Der 26-Jährige stand laut Zeugenaussagen unter Drogeneinfluss

Sie habe ihren damaligen Lebensgefährten, der sich in einem Nachbarzimmer aufhielt, zur Hilfe gerufen, der den Pflegehelfer weggeschickt habe. Für sie beide sei klar gewesen, dass T. unter Drogeneinfluss gestanden habe.

„Er war gar nicht bei sich, total überdreht“, so die Großhansdorferin. Er habe geweitete Pupillen gehabt. „Der war vollkommen zugekifft“, sagte der Lebensgefährte. Außerdem habe T. nach Cannabis gerochen. T. wurde nach Angaben der Leiterin des Pflegedienstes infolge des Vorfalls fristlos gekündigt. „Er war insgesamt nur eine gute Woche bei uns tätig“, sagte sie.

Auch andere Kunden des Pflegedienstes hatten sich beschwert

Der Pflegehelfer sei auch in anderem Zusammenhang negativ aufgefallen. „Uns haben mehrere Beschwerden von Kunden erreicht, die den Verdacht hatten, dass er Drogen konsumiert“, so die Vorgesetzte des Angeklagten. Ein daraufhin von der Polizei vorgenommener Drogentest habe „auf THC und mehrere andere Substanzen“ angeschlagen.

Doch während der Verhandlung kamen auch Zweifel am Tatgeschehen auf, begonnen bei zahlreichen Widersprüchen zwischen den Aussagen der 41-Jährigen und ihres Lebensgefährten. Etwa in der Frage, wann genau die Großhansdorferin ihren Partner zur Hilfe rief und wie dieser wiederum seine Freundin im Zimmer vorfand.

Zwischen den Aussagen der Frau und ihres Partners gibt es Widersprüche

Der 57-Jährige gab an, seine Partnerin sei unbekleidet gewesen, er habe ihr BH und T-Shirt angezogen. Die Frau selbst hingegen sagte, T. habe sie vollständig angezogen und einen BH habe sie wegen der wunden Stelle zu dem Zeitpunkt gar nicht getragen.

Während der Vernehmung der Großhansdorferin wurde bekannt, dass inzwischen auch gegen den damaligen Lebenspartner ermittelt wird.

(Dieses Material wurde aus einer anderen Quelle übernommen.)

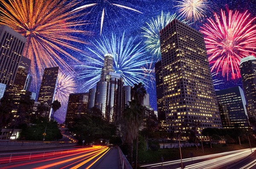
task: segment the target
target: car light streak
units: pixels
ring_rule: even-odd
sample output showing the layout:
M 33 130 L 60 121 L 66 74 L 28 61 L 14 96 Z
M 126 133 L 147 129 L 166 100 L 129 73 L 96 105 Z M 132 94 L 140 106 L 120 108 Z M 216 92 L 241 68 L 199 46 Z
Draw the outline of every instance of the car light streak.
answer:
M 11 160 L 12 162 L 17 162 L 22 161 L 23 160 L 35 160 L 39 158 L 50 158 L 53 156 L 58 156 L 58 155 L 61 155 L 62 154 L 64 153 L 66 155 L 68 154 L 72 154 L 75 152 L 81 152 L 81 153 L 84 153 L 88 151 L 94 151 L 96 148 L 97 148 L 98 147 L 90 147 L 87 148 L 87 149 L 69 149 L 65 151 L 55 151 L 54 152 L 51 152 L 49 153 L 41 153 L 37 155 L 19 155 L 16 156 L 15 155 L 12 155 L 11 158 L 10 157 L 6 157 L 6 158 L 1 158 L 0 160 L 0 163 L 9 163 Z M 26 153 L 24 154 L 29 154 L 29 153 Z
M 185 168 L 186 169 L 202 168 L 210 169 L 220 168 L 221 166 L 227 165 L 229 163 L 233 161 L 241 160 L 250 154 L 251 154 L 250 150 L 248 150 L 244 151 L 244 152 L 226 155 L 224 157 L 207 160 L 207 161 L 203 161 L 196 164 L 187 166 Z
M 253 149 L 253 151 L 255 151 L 255 150 L 256 150 L 256 148 Z M 248 153 L 249 153 L 249 154 L 247 154 Z M 248 155 L 249 154 L 250 154 L 250 153 L 251 153 L 251 152 L 250 152 L 250 149 L 241 149 L 241 150 L 224 152 L 221 152 L 220 153 L 218 153 L 218 154 L 206 155 L 204 155 L 204 156 L 202 156 L 195 157 L 193 158 L 193 161 L 194 161 L 198 160 L 206 159 L 207 158 L 217 157 L 221 156 L 225 156 L 224 157 L 226 157 L 226 156 L 232 155 L 235 155 L 235 156 L 236 156 L 240 154 L 247 154 L 246 155 Z M 224 157 L 223 157 L 220 158 L 224 158 Z M 243 157 L 244 158 L 244 157 Z M 230 157 L 229 158 L 228 158 L 228 159 L 229 158 L 230 158 Z M 233 160 L 235 160 L 235 159 L 233 159 Z M 182 159 L 183 163 L 185 163 L 186 162 L 189 162 L 189 161 L 191 161 L 191 158 L 184 158 L 184 159 Z M 202 163 L 204 163 L 204 162 L 202 162 Z M 173 165 L 173 164 L 179 164 L 180 163 L 180 160 L 177 160 L 169 161 L 163 162 L 163 166 L 169 166 L 169 165 Z M 150 167 L 153 168 L 153 167 L 157 167 L 161 166 L 162 166 L 162 163 L 154 163 L 154 164 L 142 165 L 142 166 L 141 166 L 140 167 Z M 187 166 L 187 167 L 188 167 L 188 166 Z M 186 169 L 187 168 L 186 167 L 185 168 Z M 208 169 L 208 168 L 207 168 L 207 167 L 205 168 Z
M 106 147 L 105 148 L 104 148 L 104 149 L 108 149 L 108 147 Z M 88 154 L 86 154 L 85 155 L 80 155 L 78 157 L 74 157 L 73 158 L 69 158 L 67 160 L 62 160 L 61 161 L 58 161 L 55 163 L 51 163 L 50 164 L 47 164 L 47 165 L 46 165 L 43 166 L 40 166 L 39 167 L 36 167 L 36 168 L 34 168 L 34 169 L 47 169 L 49 167 L 51 167 L 55 166 L 57 166 L 58 165 L 60 164 L 62 164 L 64 163 L 67 163 L 67 162 L 70 162 L 70 161 L 71 161 L 74 160 L 77 160 L 78 159 L 84 157 L 86 157 L 86 156 L 89 156 L 89 155 L 90 155 L 91 154 L 97 154 L 97 152 L 101 152 L 102 150 L 101 149 L 100 149 L 99 150 L 97 150 L 92 152 L 90 152 Z M 63 158 L 65 158 L 65 157 L 67 157 L 67 156 L 64 156 Z
M 86 163 L 88 163 L 89 161 L 90 161 L 91 160 L 92 160 L 92 159 L 93 159 L 93 158 L 96 158 L 96 157 L 97 157 L 97 156 L 98 156 L 99 155 L 102 153 L 103 152 L 105 152 L 106 151 L 107 151 L 107 152 L 105 152 L 105 153 L 106 153 L 107 152 L 108 152 L 108 150 L 109 150 L 109 148 L 107 147 L 106 149 L 101 151 L 99 153 L 97 153 L 97 154 L 96 154 L 96 155 L 94 155 L 93 156 L 91 157 L 89 159 L 85 161 L 83 161 L 82 163 L 81 163 L 75 166 L 74 166 L 73 167 L 70 168 L 70 169 L 76 169 L 78 168 L 79 167 L 80 167 L 80 166 L 82 166 L 83 165 L 85 164 Z M 105 153 L 104 154 L 105 154 Z M 103 154 L 103 155 L 104 154 Z M 98 158 L 98 159 L 97 159 L 96 160 L 96 161 L 97 161 L 98 160 L 99 160 L 99 158 L 101 158 L 102 156 L 103 156 L 103 155 L 101 156 L 99 158 Z
M 99 152 L 102 152 L 102 151 L 104 151 L 105 150 L 108 149 L 108 147 L 106 146 L 93 146 L 93 147 L 87 147 L 85 148 L 80 148 L 78 149 L 74 149 L 71 150 L 67 150 L 67 151 L 64 151 L 62 152 L 50 152 L 49 153 L 45 153 L 45 154 L 40 154 L 38 155 L 35 155 L 35 156 L 36 157 L 36 158 L 34 158 L 33 159 L 35 160 L 35 159 L 36 161 L 29 162 L 27 162 L 27 161 L 28 160 L 27 158 L 24 158 L 23 157 L 22 158 L 23 159 L 23 161 L 24 161 L 24 162 L 22 163 L 17 164 L 15 165 L 8 165 L 8 166 L 1 166 L 1 169 L 9 169 L 9 168 L 16 168 L 16 167 L 21 166 L 25 166 L 26 165 L 35 164 L 35 163 L 40 163 L 41 162 L 45 162 L 46 161 L 49 161 L 49 163 L 51 163 L 50 161 L 54 161 L 54 160 L 61 160 L 62 159 L 64 158 L 69 158 L 71 156 L 74 156 L 75 155 L 79 155 L 81 154 L 84 154 L 81 155 L 79 155 L 78 157 L 74 157 L 71 158 L 69 158 L 68 159 L 66 160 L 62 160 L 60 161 L 55 162 L 55 163 L 49 163 L 48 165 L 44 166 L 41 166 L 40 167 L 35 168 L 37 169 L 43 169 L 43 168 L 47 168 L 48 167 L 49 167 L 52 166 L 55 166 L 57 165 L 58 165 L 59 164 L 63 163 L 66 163 L 67 162 L 71 161 L 73 160 L 76 160 L 79 158 L 81 158 L 83 157 L 86 157 L 85 158 L 84 158 L 83 160 L 85 159 L 90 158 L 92 156 L 95 155 L 96 154 L 98 154 Z M 57 155 L 58 155 L 58 157 L 56 157 L 56 155 L 57 154 Z M 53 157 L 54 156 L 54 158 Z M 40 159 L 38 159 L 38 158 L 41 158 Z M 48 158 L 49 159 L 45 159 L 45 158 Z M 17 158 L 16 157 L 15 158 Z M 32 158 L 31 158 L 32 159 Z M 24 166 L 24 167 L 25 167 Z
M 247 169 L 253 168 L 252 167 L 255 165 L 256 165 L 256 159 L 254 160 L 254 161 L 251 162 L 250 163 L 245 165 L 242 168 L 240 168 L 240 169 Z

Die 41-Jährige hat ihn angezeigt, wirft ihm vor, sie Anfang des Jahres missbraucht zu haben.

Der 26-Jährige beteuert vor Gericht seine Unschuld

Patrick T. beteuerte unterdessen seine Unschuld. „Ich habe ganz normal meine Arbeit gemacht“, sagte der 26-Jährige erkennbar aufgelöst. Seinen Beruf habe er gern und mit viel Herz ausgeübt. T. gab zu, ein Drogenproblem zu haben. „Ich rauche ab und an einen Joint, aber nicht bei der Arbeit“, sagte er.

Zurzeit versuche er, vom Drogenkonsum loszukommen und sei in einer Substitutionsambulanz in Behandlung. Ob er noch weitere Stoffe neben Cannabis konsumiere, sagte der 26-Jährige nicht. Allerdings sei er schon mehrfach wegen psychischer und Drogenprobleme stationär behandelt worden. Ein psychiatrischer Gutachter bescheinigte dem Angeklagten aufgrund des Betäubungsmittelkonsums eine mutmaßlich verminderte Schuldfähigkeit.

Verteidigerin spricht von Unklarheiten und fordert Freispruch

Für Verteidigerin Lena Alpay-Esch waren die Beweise angesichts der vielen Widersprüche und Unklarheiten nicht ausreichend für eine Verurteilung ihres Mandanten. Auch die Vertreterin der Staatsanwaltschaft deutete an, auf einen Freispruch zu plädieren.

Einen solchen Schritt wollte das Schöffengericht unter Vorsitz von Richter Ulf Thiele nicht mitgehen. Zumindest für das Massieren der Brüste gebe es glaubwürdige Anhaltspunkte, das restliche Tatgeschehen bleibe aber zweifelhaft. Thiele schlug auch angesichts der psychischen Beeinträchtigung des Angeklagten vor, das Verfahren einzustellen.

„Diese Option sieht die Strafprozessordnung für den Fall vor, wenn die Möglichkeit einer Straftat im Raum steht, diese aber nur mit einer geringen Schuld verbunden wäre“, erklärte er. Dem konnten die anderen Verfahrensbeteiligten folgen.